Однажды за разговором не заметили, как очутились у самого устья Иля, там, где река впадает в широкий Рейн. Стояли молча и смотрели на корабли, которые, оставляя порт, выходили на простор реки.
— Напоминает наш Дунай, — тихо сказал Рашев. — Александр Николаевич, приезжайте к нам — в Болгарию, дорогим гостем будете, приезжайте.
— Приеду… Ну, может, не гостем, а так — крепенько поработать вместе с вами. Хочется посмотреть на ваш Кремиковский комбинат.
— Будем ждать, профессор Морозов.
Александр Николаевич погрозил ему пальцем — «опять профессор».
Морозов, директор Челябинского научно-исследовательского института металлургии, немало сил и времени уделяет вопросам теории. Но он никогда не был кабинетным ученым, не мог удовлетвориться работой только в стенах института. Его всю жизнь манили завод, цехи, рабочие люди, металлурги, которые так гордятся своей профессией.
«Теоретик верит в логику. Ему кажется, будто он презирает мечту, интуицию и поэзию. Он не замечает, что они, эти три феи, просто переоделись, чтобы обольстить его, как влюбчивого мальчишку. Он не знает, что как раз этим феям обязан он своими замечательными находками. Они являются ему под именами «рабочих гипотез», «произвольных допущений», «аналогий», и может ли теоретик подозревать, что, слушая их, он изменяет «суровой логике» и внемлет напевам муз…»
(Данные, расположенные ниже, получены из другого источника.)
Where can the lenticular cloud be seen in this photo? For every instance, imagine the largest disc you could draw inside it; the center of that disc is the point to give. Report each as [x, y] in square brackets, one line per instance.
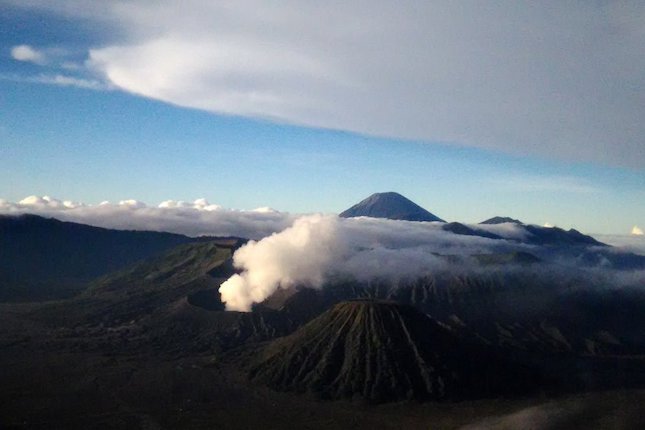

Читаю эти слова Антуана де Сент-Экзюпери и думаю, что они как бы списаны с натуры А. Н. Морозова. Это человек, одержимый металлургией, своим призванием, которое счастливо нашел в самом начале пути, и вместе с тем — мечтатель.
Он не был баловнем удачи, кому все в жизни дается легко. Его научная звезда не вспыхнула вдруг высоко и стремительно, нет. Жизнь Морозова это не взлет, а восхождение к вершинам науки, на пути к которой работа, работа, работа…
Александр Николаевич — коренной ленинградец. Его отец — профессор Военно-медицинской академии. Мать, прежде, чем стать студенткой медицинского института, прошла в качестве сестры милосердия через поля сражений русско-японской войны.